Jim (James Gilbert) and Aaron (Aaron Poole) are documentary filmmakers who decide to make a feature based on the ramblings of "Terrance R" (Alan Peterson), an older man who tends to bring his own podium and shout his theories with a bullhorn to anyone willing to listen. Aaron and Jim can't take "TRex", as he's called online, seriously, until one day Terrance disappears.
After a few weeks of trying to find Terrance, Aaron dives into his clippings and notes and discovers that Terrance may have been actually on to something after all. An article leads them to discover The Tarsus Group, a meeting of intelligentsia, corporate executives, and politicians who seemingly help dictate global policy. As the two dive deeper, it becomes apparent to both of them that they may be over their heads, with guys on bikes and mysterious cars following them everywhere.. It's not paranoia, after all, if they are truly after you.

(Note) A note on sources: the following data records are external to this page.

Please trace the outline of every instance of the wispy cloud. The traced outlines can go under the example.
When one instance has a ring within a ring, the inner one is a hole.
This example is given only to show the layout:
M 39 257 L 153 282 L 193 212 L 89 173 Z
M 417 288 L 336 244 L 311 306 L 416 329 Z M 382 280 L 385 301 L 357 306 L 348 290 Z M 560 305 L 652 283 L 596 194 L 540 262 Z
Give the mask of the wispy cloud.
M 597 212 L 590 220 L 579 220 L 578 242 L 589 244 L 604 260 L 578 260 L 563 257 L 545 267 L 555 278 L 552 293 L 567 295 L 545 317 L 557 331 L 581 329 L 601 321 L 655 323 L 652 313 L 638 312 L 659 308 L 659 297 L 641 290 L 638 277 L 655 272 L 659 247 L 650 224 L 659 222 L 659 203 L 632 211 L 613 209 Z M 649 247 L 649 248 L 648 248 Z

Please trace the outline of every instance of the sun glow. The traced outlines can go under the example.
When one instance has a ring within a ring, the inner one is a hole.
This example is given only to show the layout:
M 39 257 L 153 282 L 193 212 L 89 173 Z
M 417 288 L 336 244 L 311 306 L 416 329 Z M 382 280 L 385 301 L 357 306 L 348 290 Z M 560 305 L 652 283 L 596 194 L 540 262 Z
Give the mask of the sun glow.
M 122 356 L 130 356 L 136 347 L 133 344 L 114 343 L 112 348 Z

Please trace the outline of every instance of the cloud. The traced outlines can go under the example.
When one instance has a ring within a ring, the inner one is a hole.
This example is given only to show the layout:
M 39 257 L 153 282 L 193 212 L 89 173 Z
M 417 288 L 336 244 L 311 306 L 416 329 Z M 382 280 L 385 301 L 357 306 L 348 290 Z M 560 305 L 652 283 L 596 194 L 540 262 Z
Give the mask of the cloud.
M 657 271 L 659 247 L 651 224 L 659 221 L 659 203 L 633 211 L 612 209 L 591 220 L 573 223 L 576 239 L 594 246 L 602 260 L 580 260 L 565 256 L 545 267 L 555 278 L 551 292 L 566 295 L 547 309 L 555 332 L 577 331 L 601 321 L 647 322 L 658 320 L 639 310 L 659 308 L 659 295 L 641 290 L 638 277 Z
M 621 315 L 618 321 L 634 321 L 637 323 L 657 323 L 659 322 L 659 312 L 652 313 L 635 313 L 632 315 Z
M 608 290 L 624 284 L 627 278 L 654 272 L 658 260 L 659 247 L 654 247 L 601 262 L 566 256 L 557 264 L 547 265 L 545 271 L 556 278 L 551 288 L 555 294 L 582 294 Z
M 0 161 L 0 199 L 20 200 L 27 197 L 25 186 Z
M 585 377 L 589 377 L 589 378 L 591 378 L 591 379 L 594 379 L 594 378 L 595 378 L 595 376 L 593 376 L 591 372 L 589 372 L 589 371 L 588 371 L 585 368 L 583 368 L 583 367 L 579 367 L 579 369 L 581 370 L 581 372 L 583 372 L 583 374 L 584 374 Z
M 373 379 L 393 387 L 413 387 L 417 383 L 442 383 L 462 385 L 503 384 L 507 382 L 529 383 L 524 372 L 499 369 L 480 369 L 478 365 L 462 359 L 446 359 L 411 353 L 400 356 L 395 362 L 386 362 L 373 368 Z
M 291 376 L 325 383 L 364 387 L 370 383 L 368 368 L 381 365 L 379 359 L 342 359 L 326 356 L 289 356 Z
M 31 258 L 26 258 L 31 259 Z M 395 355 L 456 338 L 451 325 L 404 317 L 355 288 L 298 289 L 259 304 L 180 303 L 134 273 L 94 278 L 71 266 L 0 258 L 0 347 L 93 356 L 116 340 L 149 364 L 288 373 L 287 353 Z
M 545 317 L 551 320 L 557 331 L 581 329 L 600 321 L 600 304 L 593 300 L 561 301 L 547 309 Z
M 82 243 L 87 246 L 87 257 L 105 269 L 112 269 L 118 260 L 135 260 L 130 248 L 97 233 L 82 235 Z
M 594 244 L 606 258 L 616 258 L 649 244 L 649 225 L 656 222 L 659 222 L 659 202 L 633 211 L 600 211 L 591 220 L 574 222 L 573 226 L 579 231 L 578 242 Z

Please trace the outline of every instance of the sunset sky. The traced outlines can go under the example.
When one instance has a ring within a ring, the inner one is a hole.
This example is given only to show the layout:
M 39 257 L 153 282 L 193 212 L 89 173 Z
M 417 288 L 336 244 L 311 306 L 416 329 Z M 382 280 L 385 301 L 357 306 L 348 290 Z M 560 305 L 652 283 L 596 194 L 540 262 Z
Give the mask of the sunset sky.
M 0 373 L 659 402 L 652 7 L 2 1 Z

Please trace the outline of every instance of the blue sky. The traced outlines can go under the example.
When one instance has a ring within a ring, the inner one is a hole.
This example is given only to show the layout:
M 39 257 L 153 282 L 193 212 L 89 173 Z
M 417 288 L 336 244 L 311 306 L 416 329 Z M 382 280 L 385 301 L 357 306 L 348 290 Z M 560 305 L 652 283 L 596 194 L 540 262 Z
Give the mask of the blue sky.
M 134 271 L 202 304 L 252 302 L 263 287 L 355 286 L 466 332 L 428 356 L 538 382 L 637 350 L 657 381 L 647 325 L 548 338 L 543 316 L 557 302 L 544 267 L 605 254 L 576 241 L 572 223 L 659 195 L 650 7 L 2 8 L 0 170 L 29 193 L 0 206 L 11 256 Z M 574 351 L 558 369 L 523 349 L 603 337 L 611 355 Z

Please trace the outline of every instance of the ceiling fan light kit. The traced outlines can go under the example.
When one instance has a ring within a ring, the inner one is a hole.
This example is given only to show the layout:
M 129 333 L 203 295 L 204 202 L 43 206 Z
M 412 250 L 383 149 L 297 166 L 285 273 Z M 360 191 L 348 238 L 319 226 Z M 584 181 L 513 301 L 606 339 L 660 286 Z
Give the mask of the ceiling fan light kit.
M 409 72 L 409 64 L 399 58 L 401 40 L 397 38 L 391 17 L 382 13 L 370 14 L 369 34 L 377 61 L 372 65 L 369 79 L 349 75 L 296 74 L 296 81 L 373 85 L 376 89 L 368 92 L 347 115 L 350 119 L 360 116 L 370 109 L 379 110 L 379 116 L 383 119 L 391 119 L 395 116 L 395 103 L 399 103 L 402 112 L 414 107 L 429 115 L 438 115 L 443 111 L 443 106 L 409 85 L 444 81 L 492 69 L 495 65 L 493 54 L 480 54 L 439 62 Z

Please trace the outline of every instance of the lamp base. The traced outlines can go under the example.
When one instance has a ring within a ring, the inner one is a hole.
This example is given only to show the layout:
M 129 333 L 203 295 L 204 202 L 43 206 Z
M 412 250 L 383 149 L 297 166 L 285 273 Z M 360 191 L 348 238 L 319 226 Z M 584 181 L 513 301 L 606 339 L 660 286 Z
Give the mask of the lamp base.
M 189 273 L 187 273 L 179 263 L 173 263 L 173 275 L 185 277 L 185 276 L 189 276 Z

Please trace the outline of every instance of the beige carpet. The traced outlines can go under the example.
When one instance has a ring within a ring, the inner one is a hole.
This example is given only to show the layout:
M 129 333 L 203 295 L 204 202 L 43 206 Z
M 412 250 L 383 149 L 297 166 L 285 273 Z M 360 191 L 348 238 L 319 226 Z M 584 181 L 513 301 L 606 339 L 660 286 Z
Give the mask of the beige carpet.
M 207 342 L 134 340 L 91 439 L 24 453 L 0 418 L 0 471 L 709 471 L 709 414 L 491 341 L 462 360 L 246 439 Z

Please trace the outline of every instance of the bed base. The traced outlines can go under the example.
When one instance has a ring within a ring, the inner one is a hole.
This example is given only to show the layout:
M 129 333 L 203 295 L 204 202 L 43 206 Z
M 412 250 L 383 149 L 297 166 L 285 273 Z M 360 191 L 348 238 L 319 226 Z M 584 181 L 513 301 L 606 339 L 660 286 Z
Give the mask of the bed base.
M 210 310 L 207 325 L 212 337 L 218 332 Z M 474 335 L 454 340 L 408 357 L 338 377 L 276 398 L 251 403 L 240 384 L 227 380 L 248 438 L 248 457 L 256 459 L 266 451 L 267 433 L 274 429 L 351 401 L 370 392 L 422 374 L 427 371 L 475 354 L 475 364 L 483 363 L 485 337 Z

It's when the third act clicks in, and the duo attempt to infiltrate the organization, that the movie falls apart - the film passes itself off as a documentary and is competently shot, and then it goes into found footage territory and every sad cliche of that mode of filmmaking rears its ugly head. There's a bit of a twist at the end, but it's not clever enough to justify the piss-poor filmmaking of the previous twenty minutes.
But when the movie is dwelling on all the crazy theories that have popped up in recent years, it's almost convincing enough to make believers out of the audience, and that was the strongest filmmaking in THE CONSIPRACY. Like I said before, diving into these mysterious worlds and viewpoints takes on the power of a shared secret, and there's a real sense of paranoia about the movie as Aaron and Jim begin to become overwhelmed by their shared experience. Fans of documentaries from Alex Jones and even Michael Moore can appreciate the thrills of the first half of THE CONSPIRACY, but it's all done in service of entertainment and thrills. But when the movie actually has to deliver on the answers to the questions it raises, it falls sadly short.